Zoomons un peu plus sur quelques thèmes marquants de l'ouvrage
Dès l'introduction, l'ouvrage nous plonge dans une réflexion sur la "pixélisation" du monde et son histoire, tout en pointant du doigt l'ambition inébranlable des technologues de la Silicon Valley. Ces derniers, de la conception du smartphone à l'avènement des métavers, semblent être obsédés par la création d'un être humain statique, ne communiquant avec son environnement que par le biais d'instructions simples, réduisant ainsi les interactions humaines à de simples "prompts". Cette critique acérée des conséquences sociales de la technologie moderne est l'un des points forts de l'ouvrage. Quelques concepts véhiculés font mouche : détection des sentiments, concordance algorithmique, fixité des corps, …
Ensuite, l'auteur explore la relation complexe entre les corps, les technologies et la société. À travers une analyse historique minutieuse, il met en lumière l'émergence de l'Internet des sens et les nouvelles formes de perception et d'expression qui en découlent, mettant particulièrement l'accent sur le rôle central des écrans et de la vision dans cette évolution. Cette section offre une perspective intrigante sur la manière dont la technologie façonne notre perception du monde qui nous entoure.
L'ouvrage aborde également la question du "réel refabriqué", remettant en question notre compréhension même de la réalité à l'ère de la représentation numérique omniprésente, en oubliant pas que "le réel, c'est quand on se cogne" (Lacan).

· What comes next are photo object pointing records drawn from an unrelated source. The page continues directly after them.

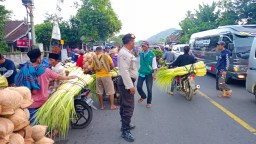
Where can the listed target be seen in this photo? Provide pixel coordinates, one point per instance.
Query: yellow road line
(230, 114)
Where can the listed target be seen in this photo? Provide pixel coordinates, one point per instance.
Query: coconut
(6, 127)
(3, 82)
(19, 119)
(26, 94)
(9, 101)
(16, 139)
(27, 113)
(5, 140)
(29, 141)
(26, 132)
(38, 132)
(45, 140)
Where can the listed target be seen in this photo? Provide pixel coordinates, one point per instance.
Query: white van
(178, 49)
(251, 72)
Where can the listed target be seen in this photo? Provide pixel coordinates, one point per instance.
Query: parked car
(251, 72)
(178, 49)
(156, 47)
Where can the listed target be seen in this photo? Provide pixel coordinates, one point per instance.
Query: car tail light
(192, 76)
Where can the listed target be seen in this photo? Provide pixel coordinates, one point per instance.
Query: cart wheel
(83, 115)
(188, 91)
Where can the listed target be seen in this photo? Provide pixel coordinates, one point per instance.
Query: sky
(144, 18)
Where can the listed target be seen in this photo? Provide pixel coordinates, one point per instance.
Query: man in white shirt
(128, 74)
(58, 68)
(147, 71)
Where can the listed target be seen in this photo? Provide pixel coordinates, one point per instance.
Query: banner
(56, 31)
(59, 8)
(24, 43)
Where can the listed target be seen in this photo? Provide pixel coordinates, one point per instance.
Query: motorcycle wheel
(83, 115)
(188, 91)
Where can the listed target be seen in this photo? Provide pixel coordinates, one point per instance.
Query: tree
(44, 33)
(245, 10)
(4, 16)
(236, 11)
(203, 19)
(69, 31)
(116, 40)
(98, 20)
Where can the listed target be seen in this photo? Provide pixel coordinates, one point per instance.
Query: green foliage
(158, 53)
(44, 33)
(159, 37)
(116, 40)
(69, 32)
(98, 20)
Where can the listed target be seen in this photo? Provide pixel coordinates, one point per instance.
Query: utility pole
(29, 5)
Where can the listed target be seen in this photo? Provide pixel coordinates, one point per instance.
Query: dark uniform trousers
(126, 102)
(220, 81)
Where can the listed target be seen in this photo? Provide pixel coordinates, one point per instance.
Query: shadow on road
(233, 82)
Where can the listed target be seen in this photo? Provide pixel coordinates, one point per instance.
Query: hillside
(163, 34)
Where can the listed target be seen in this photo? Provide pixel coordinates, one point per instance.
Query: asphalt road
(207, 119)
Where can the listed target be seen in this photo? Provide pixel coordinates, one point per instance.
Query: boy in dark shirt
(7, 69)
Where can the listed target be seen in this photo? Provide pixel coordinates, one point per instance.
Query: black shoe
(131, 127)
(126, 134)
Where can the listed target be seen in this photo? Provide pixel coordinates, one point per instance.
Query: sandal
(114, 107)
(141, 100)
(149, 105)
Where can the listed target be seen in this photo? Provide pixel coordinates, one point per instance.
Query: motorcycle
(117, 93)
(83, 107)
(186, 84)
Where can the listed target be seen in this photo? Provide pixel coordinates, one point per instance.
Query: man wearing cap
(169, 56)
(107, 49)
(102, 64)
(113, 56)
(7, 70)
(222, 67)
(57, 67)
(80, 60)
(147, 71)
(36, 77)
(128, 74)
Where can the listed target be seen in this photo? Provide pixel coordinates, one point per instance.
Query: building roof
(15, 30)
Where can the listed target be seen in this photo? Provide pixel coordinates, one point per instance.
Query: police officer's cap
(34, 54)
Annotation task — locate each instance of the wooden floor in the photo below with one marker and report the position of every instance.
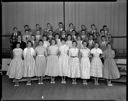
(59, 91)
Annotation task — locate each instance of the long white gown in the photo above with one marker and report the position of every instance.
(74, 63)
(96, 63)
(63, 60)
(85, 63)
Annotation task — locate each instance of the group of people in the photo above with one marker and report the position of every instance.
(72, 54)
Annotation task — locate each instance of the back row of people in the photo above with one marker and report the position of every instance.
(83, 33)
(64, 61)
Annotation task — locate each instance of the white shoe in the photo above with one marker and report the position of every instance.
(64, 82)
(85, 83)
(28, 84)
(16, 85)
(109, 84)
(41, 83)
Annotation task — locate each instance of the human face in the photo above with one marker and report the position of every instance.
(44, 38)
(93, 27)
(18, 45)
(83, 27)
(85, 44)
(57, 36)
(69, 37)
(37, 26)
(109, 46)
(19, 38)
(96, 45)
(29, 44)
(60, 26)
(74, 44)
(79, 38)
(40, 43)
(63, 42)
(53, 42)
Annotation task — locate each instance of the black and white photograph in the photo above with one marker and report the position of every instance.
(67, 50)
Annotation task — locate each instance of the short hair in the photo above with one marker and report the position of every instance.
(104, 26)
(41, 40)
(60, 23)
(54, 40)
(17, 43)
(93, 25)
(37, 24)
(85, 41)
(63, 39)
(70, 36)
(79, 36)
(29, 42)
(57, 34)
(26, 26)
(101, 30)
(74, 41)
(15, 28)
(70, 24)
(103, 36)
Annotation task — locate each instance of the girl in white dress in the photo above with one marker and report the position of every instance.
(15, 69)
(85, 62)
(57, 37)
(46, 43)
(74, 62)
(29, 62)
(96, 63)
(63, 60)
(52, 68)
(40, 61)
(69, 40)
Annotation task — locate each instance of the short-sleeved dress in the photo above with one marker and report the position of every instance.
(91, 44)
(69, 43)
(103, 45)
(52, 68)
(29, 62)
(46, 44)
(15, 69)
(79, 44)
(110, 70)
(40, 61)
(96, 63)
(85, 63)
(74, 63)
(63, 60)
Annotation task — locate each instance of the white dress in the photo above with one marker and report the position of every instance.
(74, 63)
(40, 61)
(69, 43)
(52, 68)
(15, 69)
(96, 63)
(85, 63)
(29, 62)
(46, 44)
(63, 60)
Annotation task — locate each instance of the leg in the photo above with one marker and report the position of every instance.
(38, 80)
(84, 82)
(16, 82)
(29, 81)
(64, 80)
(41, 80)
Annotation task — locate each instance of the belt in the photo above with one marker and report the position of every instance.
(40, 55)
(73, 56)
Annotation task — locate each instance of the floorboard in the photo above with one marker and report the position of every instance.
(59, 91)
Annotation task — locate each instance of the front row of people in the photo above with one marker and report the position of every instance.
(63, 61)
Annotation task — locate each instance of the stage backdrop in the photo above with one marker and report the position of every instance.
(112, 14)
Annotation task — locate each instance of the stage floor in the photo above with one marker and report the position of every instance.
(60, 91)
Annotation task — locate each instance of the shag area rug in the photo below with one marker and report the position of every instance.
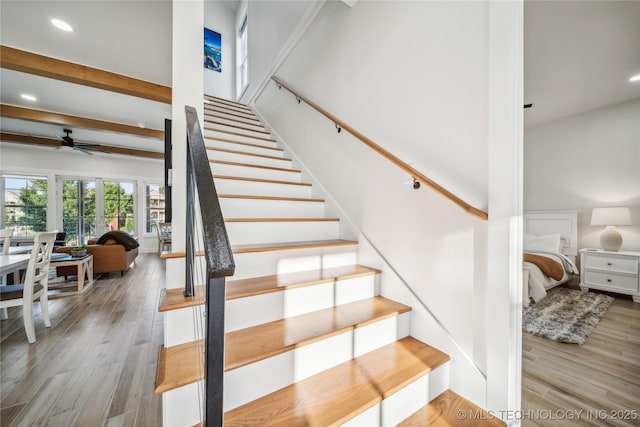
(565, 315)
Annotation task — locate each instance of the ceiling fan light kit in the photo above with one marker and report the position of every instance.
(67, 141)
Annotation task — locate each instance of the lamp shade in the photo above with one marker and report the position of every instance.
(611, 216)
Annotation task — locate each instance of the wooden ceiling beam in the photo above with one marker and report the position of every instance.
(82, 122)
(32, 63)
(54, 143)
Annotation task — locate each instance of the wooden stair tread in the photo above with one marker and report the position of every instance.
(445, 410)
(178, 366)
(174, 299)
(239, 134)
(209, 113)
(217, 98)
(268, 247)
(336, 395)
(259, 342)
(244, 153)
(246, 144)
(230, 107)
(214, 122)
(273, 198)
(249, 165)
(227, 103)
(322, 219)
(267, 181)
(221, 110)
(280, 282)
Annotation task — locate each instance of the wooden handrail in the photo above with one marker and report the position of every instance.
(418, 176)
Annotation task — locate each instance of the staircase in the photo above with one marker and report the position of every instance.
(309, 340)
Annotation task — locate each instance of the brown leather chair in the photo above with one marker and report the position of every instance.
(108, 257)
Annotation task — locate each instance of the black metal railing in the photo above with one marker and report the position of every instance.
(205, 227)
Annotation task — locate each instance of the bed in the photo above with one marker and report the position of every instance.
(550, 247)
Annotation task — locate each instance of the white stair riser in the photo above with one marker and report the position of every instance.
(241, 233)
(248, 158)
(369, 418)
(213, 105)
(253, 188)
(175, 271)
(288, 261)
(439, 380)
(178, 325)
(265, 151)
(231, 120)
(271, 262)
(210, 133)
(404, 402)
(252, 381)
(235, 129)
(250, 311)
(380, 333)
(181, 406)
(256, 208)
(227, 107)
(257, 173)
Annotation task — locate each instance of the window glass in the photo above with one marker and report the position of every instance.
(155, 206)
(79, 211)
(25, 204)
(118, 206)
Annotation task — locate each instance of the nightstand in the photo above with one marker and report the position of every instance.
(610, 271)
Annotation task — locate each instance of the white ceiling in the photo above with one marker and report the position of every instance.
(579, 56)
(127, 37)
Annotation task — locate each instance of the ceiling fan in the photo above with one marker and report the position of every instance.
(67, 141)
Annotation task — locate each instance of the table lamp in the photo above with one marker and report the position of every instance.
(610, 239)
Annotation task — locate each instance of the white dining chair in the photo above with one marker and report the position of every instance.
(163, 230)
(35, 284)
(5, 235)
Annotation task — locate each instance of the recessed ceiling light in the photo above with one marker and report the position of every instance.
(62, 25)
(28, 97)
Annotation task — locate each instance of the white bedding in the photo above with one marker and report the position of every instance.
(536, 283)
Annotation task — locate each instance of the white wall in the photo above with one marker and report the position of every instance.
(271, 24)
(586, 161)
(219, 19)
(413, 77)
(19, 159)
(187, 89)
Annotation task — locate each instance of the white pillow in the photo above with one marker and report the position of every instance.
(548, 243)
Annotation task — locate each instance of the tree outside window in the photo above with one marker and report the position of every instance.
(118, 206)
(25, 204)
(155, 202)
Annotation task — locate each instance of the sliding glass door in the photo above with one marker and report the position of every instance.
(118, 206)
(79, 210)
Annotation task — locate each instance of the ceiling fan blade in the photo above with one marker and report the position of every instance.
(100, 150)
(82, 150)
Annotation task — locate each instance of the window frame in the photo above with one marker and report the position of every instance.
(3, 203)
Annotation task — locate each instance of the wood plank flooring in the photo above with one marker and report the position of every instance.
(96, 365)
(601, 378)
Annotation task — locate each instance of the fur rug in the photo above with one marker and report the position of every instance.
(565, 315)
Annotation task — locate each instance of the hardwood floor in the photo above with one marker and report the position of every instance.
(601, 378)
(96, 365)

L'auteur souligne de manière poignante l'importance de la distinction entre le réel et le virtuel, tout en interrogeant la place de l'imagination dans un monde de plus en plus dominé par les algorithmes et les IA génératives. On évoque l'omniprésence symbolique qui prime sur la réalité, les jumeaux numériques et la génération d'image de type DALL-E, les évolutions vers les IA génératives. Que reste-t-il de l'imagination ?
Dans les chapitres suivants, l'auteur explore les risques inhérents à la vaporisation des identités individuelles et à l'instrumentalisation des autres dans un monde de plus en plus numérisé. Il examine également les implications socio-économiques de la numérisation forcée, mettant en lumière les défis posés par l'automatisation croissante et les changements radicaux qui en découlent sur le marché du travail.

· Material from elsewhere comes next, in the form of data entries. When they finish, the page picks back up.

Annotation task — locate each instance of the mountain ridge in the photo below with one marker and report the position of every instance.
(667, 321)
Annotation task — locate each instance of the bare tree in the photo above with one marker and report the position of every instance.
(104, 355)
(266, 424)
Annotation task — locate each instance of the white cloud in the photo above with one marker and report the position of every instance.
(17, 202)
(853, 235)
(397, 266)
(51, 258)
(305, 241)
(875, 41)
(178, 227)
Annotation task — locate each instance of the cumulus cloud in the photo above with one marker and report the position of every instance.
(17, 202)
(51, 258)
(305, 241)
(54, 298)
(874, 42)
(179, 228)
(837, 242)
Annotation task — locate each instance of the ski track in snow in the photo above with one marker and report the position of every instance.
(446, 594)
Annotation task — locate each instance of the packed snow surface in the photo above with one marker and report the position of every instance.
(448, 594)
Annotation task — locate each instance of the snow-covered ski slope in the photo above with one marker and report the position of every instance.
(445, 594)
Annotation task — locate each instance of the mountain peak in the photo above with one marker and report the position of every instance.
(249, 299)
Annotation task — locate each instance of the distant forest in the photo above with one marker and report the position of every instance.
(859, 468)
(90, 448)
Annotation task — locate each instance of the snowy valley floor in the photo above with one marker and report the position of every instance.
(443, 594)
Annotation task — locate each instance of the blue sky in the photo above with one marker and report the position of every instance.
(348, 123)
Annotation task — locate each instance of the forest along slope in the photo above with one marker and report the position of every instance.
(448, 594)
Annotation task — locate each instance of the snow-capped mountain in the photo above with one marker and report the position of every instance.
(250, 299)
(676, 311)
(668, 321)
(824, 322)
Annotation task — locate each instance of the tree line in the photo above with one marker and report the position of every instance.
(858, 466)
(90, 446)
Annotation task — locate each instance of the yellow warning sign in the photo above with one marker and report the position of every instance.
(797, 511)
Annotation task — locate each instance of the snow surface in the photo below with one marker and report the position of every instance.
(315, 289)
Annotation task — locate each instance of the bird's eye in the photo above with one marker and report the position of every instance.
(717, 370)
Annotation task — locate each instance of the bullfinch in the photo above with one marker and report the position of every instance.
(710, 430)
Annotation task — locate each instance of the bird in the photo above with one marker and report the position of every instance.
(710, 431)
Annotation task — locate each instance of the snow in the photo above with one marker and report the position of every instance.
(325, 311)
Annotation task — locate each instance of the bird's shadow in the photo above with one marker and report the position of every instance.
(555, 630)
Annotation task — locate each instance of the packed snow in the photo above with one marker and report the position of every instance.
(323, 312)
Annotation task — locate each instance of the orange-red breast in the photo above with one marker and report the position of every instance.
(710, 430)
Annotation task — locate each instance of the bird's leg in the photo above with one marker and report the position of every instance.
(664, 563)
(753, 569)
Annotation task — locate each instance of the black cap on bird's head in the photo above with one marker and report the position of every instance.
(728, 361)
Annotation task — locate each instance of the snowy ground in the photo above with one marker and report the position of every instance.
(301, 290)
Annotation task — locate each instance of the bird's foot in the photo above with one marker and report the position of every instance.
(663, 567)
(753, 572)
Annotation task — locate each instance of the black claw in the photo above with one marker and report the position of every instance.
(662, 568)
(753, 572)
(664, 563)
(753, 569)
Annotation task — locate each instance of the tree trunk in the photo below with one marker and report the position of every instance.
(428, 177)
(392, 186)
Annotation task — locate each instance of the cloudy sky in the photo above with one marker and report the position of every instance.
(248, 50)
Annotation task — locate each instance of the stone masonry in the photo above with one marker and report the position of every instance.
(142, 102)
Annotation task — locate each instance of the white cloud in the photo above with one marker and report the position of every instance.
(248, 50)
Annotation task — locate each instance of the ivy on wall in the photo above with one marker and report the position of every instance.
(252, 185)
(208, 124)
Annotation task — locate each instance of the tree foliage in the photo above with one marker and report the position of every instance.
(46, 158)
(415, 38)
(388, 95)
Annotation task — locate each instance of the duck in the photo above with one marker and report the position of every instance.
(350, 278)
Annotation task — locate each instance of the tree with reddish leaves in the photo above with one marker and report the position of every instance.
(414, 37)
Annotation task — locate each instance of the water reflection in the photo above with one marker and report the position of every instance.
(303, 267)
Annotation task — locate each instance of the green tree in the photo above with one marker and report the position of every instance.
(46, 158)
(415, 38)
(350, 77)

Cependant, là où l'ouvrage brille particulièrement, c'est dans son analyse critique des discours entourant l'éthique et les biais dans le domaine de l'intelligence artificielle. L'auteur dénonce avec vigueur la superficialité de ces discours, les qualifiant de simples artifices visant à légitimer une technologie dont les conséquences sociales pourraient être dévastatrices.

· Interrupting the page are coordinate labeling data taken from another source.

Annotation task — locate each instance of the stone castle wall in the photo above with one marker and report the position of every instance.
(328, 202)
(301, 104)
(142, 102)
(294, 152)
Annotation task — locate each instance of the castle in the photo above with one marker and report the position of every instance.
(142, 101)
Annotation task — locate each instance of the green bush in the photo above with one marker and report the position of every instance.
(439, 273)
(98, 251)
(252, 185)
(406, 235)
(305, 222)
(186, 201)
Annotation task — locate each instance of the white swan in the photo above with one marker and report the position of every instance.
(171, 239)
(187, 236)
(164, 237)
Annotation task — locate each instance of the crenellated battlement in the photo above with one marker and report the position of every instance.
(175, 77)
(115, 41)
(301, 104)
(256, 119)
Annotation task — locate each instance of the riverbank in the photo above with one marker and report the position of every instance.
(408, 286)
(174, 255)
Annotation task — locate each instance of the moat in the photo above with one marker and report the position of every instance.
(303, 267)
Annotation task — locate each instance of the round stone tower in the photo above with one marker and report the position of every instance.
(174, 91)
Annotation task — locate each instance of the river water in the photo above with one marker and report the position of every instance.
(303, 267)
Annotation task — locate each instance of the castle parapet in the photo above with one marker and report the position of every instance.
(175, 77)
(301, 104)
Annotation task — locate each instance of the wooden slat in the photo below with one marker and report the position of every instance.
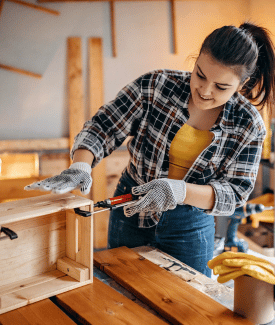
(75, 87)
(173, 21)
(38, 292)
(43, 313)
(21, 71)
(1, 5)
(33, 6)
(40, 242)
(34, 145)
(99, 304)
(73, 269)
(99, 0)
(113, 27)
(40, 205)
(96, 95)
(175, 300)
(13, 189)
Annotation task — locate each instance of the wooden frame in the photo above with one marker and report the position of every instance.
(53, 252)
(33, 6)
(21, 71)
(34, 145)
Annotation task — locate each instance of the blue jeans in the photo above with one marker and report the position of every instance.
(186, 233)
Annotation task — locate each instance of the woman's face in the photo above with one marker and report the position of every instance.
(212, 84)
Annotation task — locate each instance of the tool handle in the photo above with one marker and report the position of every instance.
(9, 232)
(122, 199)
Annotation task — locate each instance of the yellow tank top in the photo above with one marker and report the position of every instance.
(186, 146)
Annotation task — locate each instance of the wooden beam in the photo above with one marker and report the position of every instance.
(173, 21)
(113, 27)
(25, 72)
(101, 0)
(31, 5)
(174, 299)
(1, 5)
(34, 145)
(75, 87)
(96, 94)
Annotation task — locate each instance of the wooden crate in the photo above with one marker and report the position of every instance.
(53, 252)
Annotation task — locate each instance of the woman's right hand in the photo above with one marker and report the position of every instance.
(77, 176)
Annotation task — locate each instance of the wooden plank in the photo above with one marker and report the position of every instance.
(113, 27)
(176, 301)
(217, 291)
(40, 205)
(43, 313)
(173, 21)
(99, 304)
(34, 145)
(21, 71)
(13, 189)
(75, 270)
(84, 254)
(75, 87)
(1, 5)
(40, 243)
(30, 282)
(38, 292)
(102, 0)
(96, 95)
(33, 6)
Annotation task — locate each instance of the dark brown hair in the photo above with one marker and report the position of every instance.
(250, 52)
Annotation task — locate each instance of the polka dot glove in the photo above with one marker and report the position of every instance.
(78, 176)
(161, 195)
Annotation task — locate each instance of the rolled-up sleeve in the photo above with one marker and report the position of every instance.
(111, 125)
(232, 190)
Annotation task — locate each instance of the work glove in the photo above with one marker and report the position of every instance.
(77, 176)
(161, 195)
(230, 265)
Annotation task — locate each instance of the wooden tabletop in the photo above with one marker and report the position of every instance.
(135, 286)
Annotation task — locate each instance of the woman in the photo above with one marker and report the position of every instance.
(195, 145)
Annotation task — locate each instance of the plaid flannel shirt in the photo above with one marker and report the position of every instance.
(150, 110)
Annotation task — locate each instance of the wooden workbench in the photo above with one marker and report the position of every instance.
(135, 286)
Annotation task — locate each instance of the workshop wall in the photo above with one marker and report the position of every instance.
(32, 40)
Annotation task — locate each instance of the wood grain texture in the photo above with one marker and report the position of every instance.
(113, 27)
(75, 87)
(175, 300)
(99, 304)
(174, 29)
(41, 205)
(33, 6)
(96, 100)
(1, 6)
(34, 145)
(21, 71)
(43, 313)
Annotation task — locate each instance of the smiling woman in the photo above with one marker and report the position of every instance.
(195, 144)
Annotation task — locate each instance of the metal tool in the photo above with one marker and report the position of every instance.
(10, 234)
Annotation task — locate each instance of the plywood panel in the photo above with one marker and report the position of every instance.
(40, 242)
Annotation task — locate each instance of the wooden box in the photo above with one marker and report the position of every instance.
(53, 252)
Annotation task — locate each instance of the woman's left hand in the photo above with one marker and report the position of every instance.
(161, 195)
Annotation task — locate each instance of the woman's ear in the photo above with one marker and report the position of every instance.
(242, 84)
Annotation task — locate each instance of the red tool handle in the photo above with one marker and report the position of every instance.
(121, 199)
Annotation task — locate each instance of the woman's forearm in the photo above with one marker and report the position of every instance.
(83, 155)
(200, 196)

Enfin, l'ouvrage se termine sur une note résolument politique, plaidant en faveur d'une interdiction de l'intelligence artificielle générative et prônant une "reconquête écologique" de soi-même à travers la mise en commun des ressources. Bien que cette position soit stimulante et provocatrice, on ne peut s'empêcher de ressentir un certain manque dans les solutions proposées, qui semblent parfois plus idéologiques que pratiques.
La Vie Spectrale offre une critique incisive et profondément perturbante de notre époque, mettant en lumière les défis majeurs auxquels nous sommes confrontés dans un monde de plus en plus dominé par les technologies numériques. C'est un appel à l'action pour préserver ce qui nous rend vraiment humains dans un paysage où les voix des fantômes numériques menacent de parler en notre nom.